Google is preparing an import tool for Gemini that, by all indications, will move both memories and chat histories. That’s the right starting point. But anyone who has migrated from one AI assistant to another knows the real work begins after the files land. To make switching truly painless, here are five features Gemini’s import tool needs on day one.
Why the Import Experience Matters for Users Now
People aren’t just importing casual chats. They’re moving writing workflows, research trails, and project context. In enterprise settings, this touches compliance, retention, and data minimization—areas underscored by GDPR’s data portability rights and best practices outlined in the NIST Privacy Framework. A robust import flow isn’t a nice-to-have; it’s table stakes for credible platform switching.
Even with expansive context windows—Google has highlighted a 1M-token context option in Gemini 1.5—nobody wants to sift through hundreds of raw threads. The tool has to surface signal, not just ship volume.
Granular Imports That Respect Scope and Privacy
Most import tools hand you a single, catch-all prompt to pull everything from your old assistant. Gemini should do better. Let users pick categories of memories (stylistic preferences, biographical details, recurring instructions) and filter chat imports by date ranges, tags, and project status. If I want “avoid em dashes,” “prefer realism,” and my job title—but not the five-year-old rules I wrote to compensate for another model’s quirks—that choice should be effortless.

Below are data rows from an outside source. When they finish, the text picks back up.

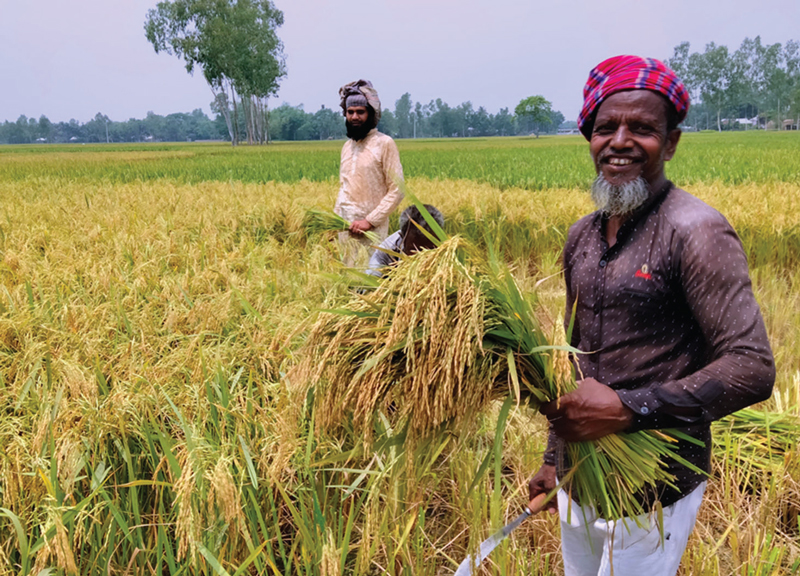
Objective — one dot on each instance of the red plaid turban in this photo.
(629, 73)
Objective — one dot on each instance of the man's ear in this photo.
(672, 144)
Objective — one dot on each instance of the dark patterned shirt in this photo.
(669, 318)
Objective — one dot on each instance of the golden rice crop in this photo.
(445, 334)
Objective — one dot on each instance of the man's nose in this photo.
(621, 138)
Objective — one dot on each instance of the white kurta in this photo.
(369, 175)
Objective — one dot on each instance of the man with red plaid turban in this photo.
(663, 308)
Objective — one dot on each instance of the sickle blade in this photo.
(486, 547)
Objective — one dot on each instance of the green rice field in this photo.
(154, 297)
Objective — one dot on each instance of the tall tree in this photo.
(235, 44)
(536, 111)
(402, 114)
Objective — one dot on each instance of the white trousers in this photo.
(597, 547)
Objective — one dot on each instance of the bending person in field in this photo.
(370, 172)
(407, 240)
(664, 306)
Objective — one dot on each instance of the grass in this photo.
(152, 297)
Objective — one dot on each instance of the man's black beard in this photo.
(358, 132)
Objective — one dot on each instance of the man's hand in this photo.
(543, 482)
(590, 412)
(358, 227)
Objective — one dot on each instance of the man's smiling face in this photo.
(630, 138)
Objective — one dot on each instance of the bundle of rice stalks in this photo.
(318, 221)
(447, 332)
(755, 439)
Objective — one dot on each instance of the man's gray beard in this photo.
(619, 200)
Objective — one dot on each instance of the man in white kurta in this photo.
(370, 173)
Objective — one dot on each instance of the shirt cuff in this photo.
(644, 404)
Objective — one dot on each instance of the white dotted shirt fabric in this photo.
(669, 320)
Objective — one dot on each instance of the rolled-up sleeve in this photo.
(393, 175)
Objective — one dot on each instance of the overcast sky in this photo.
(72, 59)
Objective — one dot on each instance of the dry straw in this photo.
(447, 332)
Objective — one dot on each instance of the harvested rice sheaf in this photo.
(445, 333)
(318, 221)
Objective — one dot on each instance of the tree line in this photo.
(180, 127)
(408, 120)
(756, 85)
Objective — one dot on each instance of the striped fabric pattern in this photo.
(630, 73)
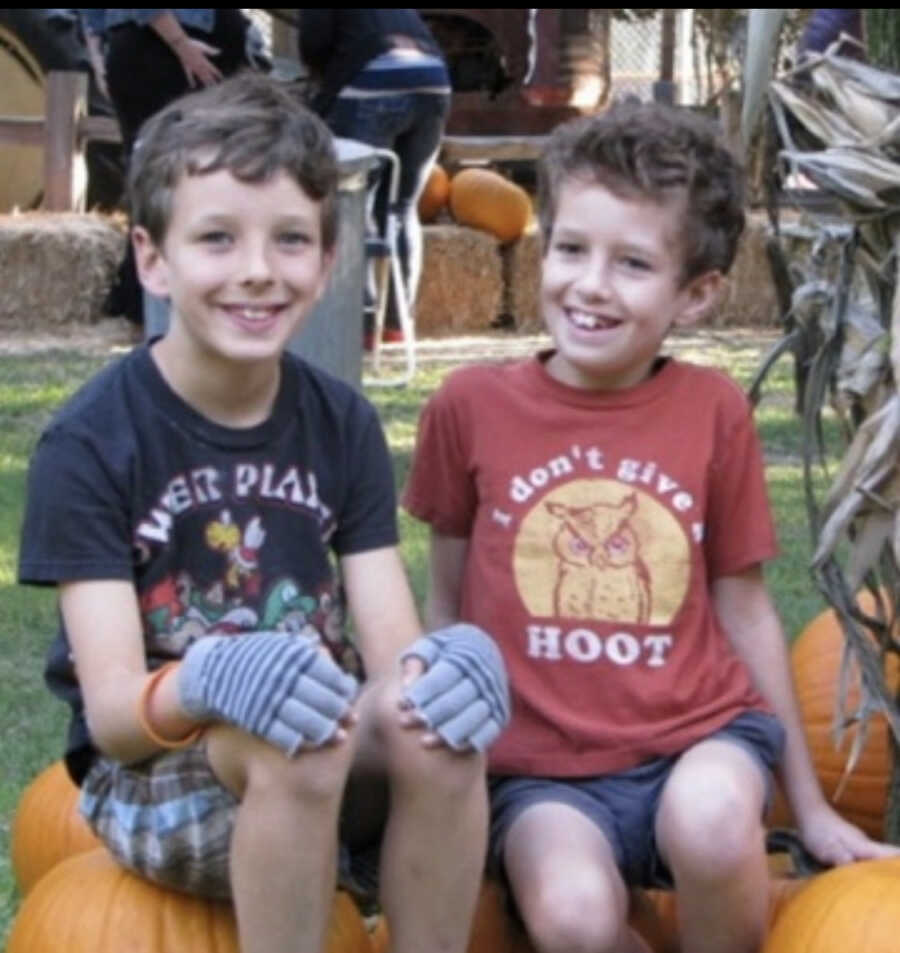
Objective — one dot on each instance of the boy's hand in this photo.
(463, 697)
(278, 686)
(834, 840)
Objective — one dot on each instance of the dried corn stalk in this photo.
(838, 126)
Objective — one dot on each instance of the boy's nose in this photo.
(592, 282)
(256, 267)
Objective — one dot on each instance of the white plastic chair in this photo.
(383, 251)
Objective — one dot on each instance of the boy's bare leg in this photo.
(434, 843)
(710, 831)
(566, 883)
(284, 846)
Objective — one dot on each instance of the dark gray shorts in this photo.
(624, 805)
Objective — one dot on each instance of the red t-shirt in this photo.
(597, 522)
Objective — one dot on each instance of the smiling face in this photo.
(243, 264)
(612, 285)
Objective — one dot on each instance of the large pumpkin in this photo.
(486, 200)
(816, 662)
(47, 826)
(89, 904)
(653, 914)
(493, 930)
(851, 908)
(435, 195)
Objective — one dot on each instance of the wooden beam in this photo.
(491, 148)
(21, 130)
(63, 147)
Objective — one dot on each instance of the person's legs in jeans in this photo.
(411, 125)
(417, 147)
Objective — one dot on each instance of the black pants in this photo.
(143, 75)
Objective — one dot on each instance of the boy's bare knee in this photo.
(249, 767)
(558, 923)
(410, 763)
(712, 835)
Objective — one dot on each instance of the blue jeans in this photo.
(411, 125)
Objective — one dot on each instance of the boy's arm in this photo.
(103, 624)
(748, 617)
(382, 606)
(454, 682)
(290, 692)
(446, 563)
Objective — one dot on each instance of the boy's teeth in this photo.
(255, 314)
(589, 321)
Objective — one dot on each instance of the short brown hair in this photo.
(655, 152)
(250, 125)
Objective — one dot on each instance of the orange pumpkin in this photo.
(47, 826)
(848, 908)
(653, 914)
(486, 200)
(89, 904)
(435, 195)
(815, 662)
(493, 931)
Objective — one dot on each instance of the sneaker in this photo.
(392, 336)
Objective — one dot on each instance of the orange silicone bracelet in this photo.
(143, 712)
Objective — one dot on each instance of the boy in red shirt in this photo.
(601, 510)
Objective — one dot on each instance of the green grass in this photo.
(31, 387)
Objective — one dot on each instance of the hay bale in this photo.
(749, 298)
(522, 267)
(461, 289)
(56, 268)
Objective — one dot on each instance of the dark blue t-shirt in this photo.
(221, 530)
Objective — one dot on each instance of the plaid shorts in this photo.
(170, 819)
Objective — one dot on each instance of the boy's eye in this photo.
(567, 248)
(216, 238)
(293, 238)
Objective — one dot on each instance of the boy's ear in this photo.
(151, 265)
(700, 294)
(328, 258)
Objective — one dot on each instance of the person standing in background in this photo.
(381, 80)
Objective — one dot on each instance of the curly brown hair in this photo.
(655, 152)
(250, 125)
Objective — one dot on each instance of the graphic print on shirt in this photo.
(604, 551)
(178, 611)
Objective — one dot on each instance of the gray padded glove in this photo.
(276, 685)
(463, 696)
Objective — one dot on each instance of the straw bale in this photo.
(56, 268)
(522, 267)
(461, 289)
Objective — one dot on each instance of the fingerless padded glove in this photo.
(278, 686)
(464, 695)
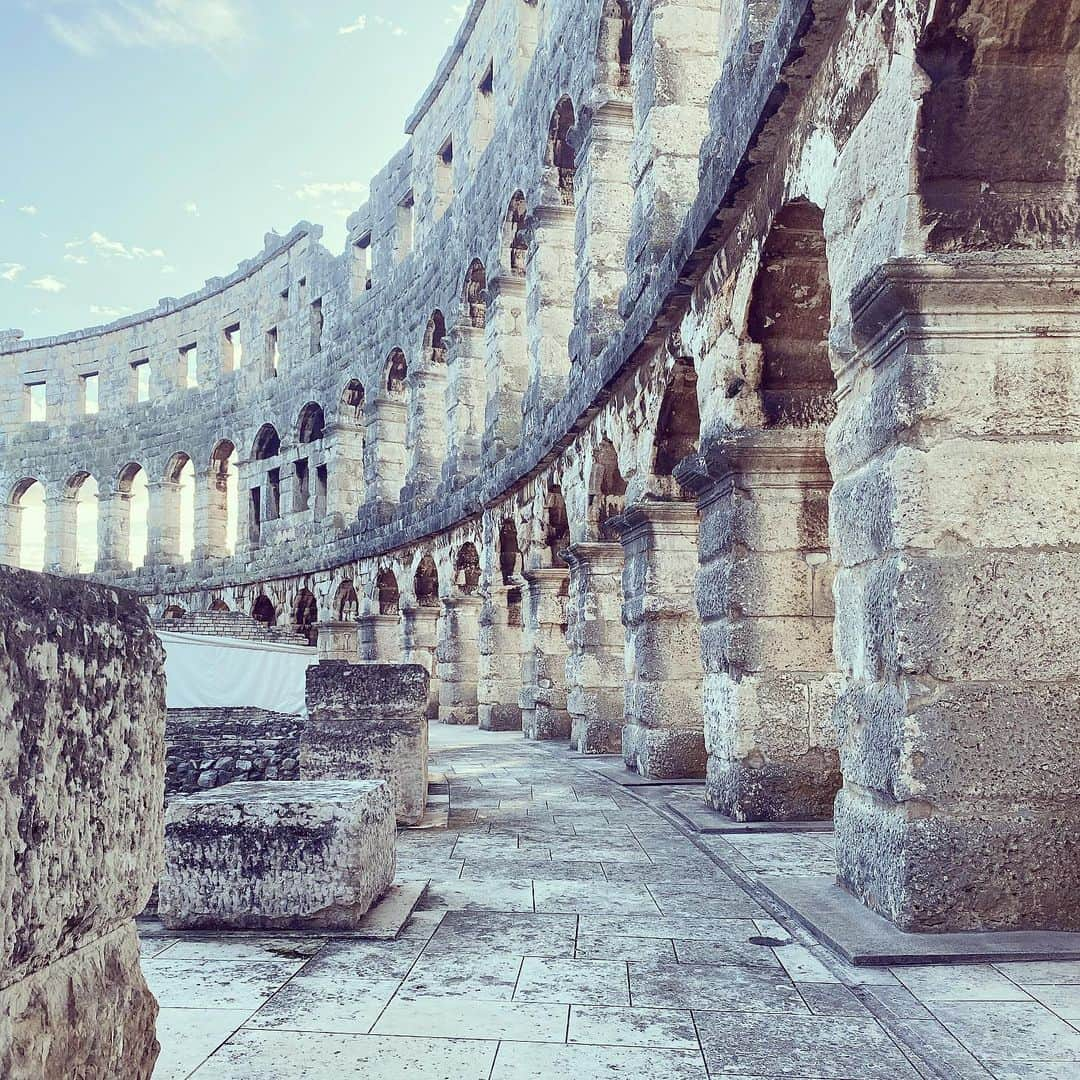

This isn’t just convenience. Targeted imports align with data minimization principles and reduce cleanup. Consultants, for example, could bring only the last two quarters of client work while leaving behind sensitive legacy threads.
Pinned Chat Summaries and Efficient Quick Triage
When you open an imported conversation for the first time, Gemini should generate a pinned summary: what the thread is about, when it started, when you last touched it, key decisions made, and where you left off. Add suggested next steps—“draft the executive summary,” “refine section three,” “awaiting dataset v2”—so you can resume immediately.
A triage view that clusters imported threads by freshness and relevance would help heavy users prioritize. With long context windows, it’s tempting to import everything; with smart summaries, you won’t need to.
Pre‑Import Review And Conflict Detection
Data migrations go sideways when duplicates and contradictions slip through. Before finalizing, Gemini should show a review panel that flags conflicts—old job titles vs. new ones, outdated nicknames vs. current name preferences, legacy style rules vs. updated guidance—and lets users reconcile them. No automatic guesswork; surface the issue and let the human decide.
Borrow a page from CRM migrations: provide a clear diff of proposed memories, highlight duplicates, and allow mapping (e.g., “treat Alex and Alexander as the same person going forward”). A simple audit log of changes improves trust for teams subject to internal controls and external audits, a concern often noted in Gartner’s data quality guidance.
Extract Behavior Without Hauling Every Log
Old chats often contain behavioral gold but operational noise. Gemini should be able to parse conversation histories for reusable preferences—tone, formatting quirks, task patterns—and convert them into durable memories without importing the full threads. Think of it as distilling hundreds of exchanges into a handful of useful, portable rules.
Example: A photographer’s long prompt engineering journey might yield a few stable instructions on color grading, captioning style, and file naming. Capture those as structured memories, skip the rest, and you’ve preserved the essence without the bloat.
Project Bundles With Metadata And Search
Chats rarely live in isolation. Gemini should auto-cluster related threads into project bundles using shared titles, recurring entities, attached files, and temporal proximity. Carry over—or let users add—metadata like owner, status, due dates, and labels to align with existing workflows in tools such as Drive, Docs, or third-party PM suites.
For teams, admins should be able to bulk-select bundles, set retention policies, and apply org-wide guardrails before import completes. A dedicated search facet for “Imported Projects” would make discovery faster and reduce immediate post-migration churn.
None of this requires moonshot AI. Competitors already offer fragments of the experience—prompt-based memory transfers here, basic chat exports there. If Google ships even a v1 that lets people selectively import, summarize intelligently, detect conflicts, extract behavior, and organize by project, Gemini’s import story will stand out—and switching assistants might finally feel like an upgrade, not a weekend chore.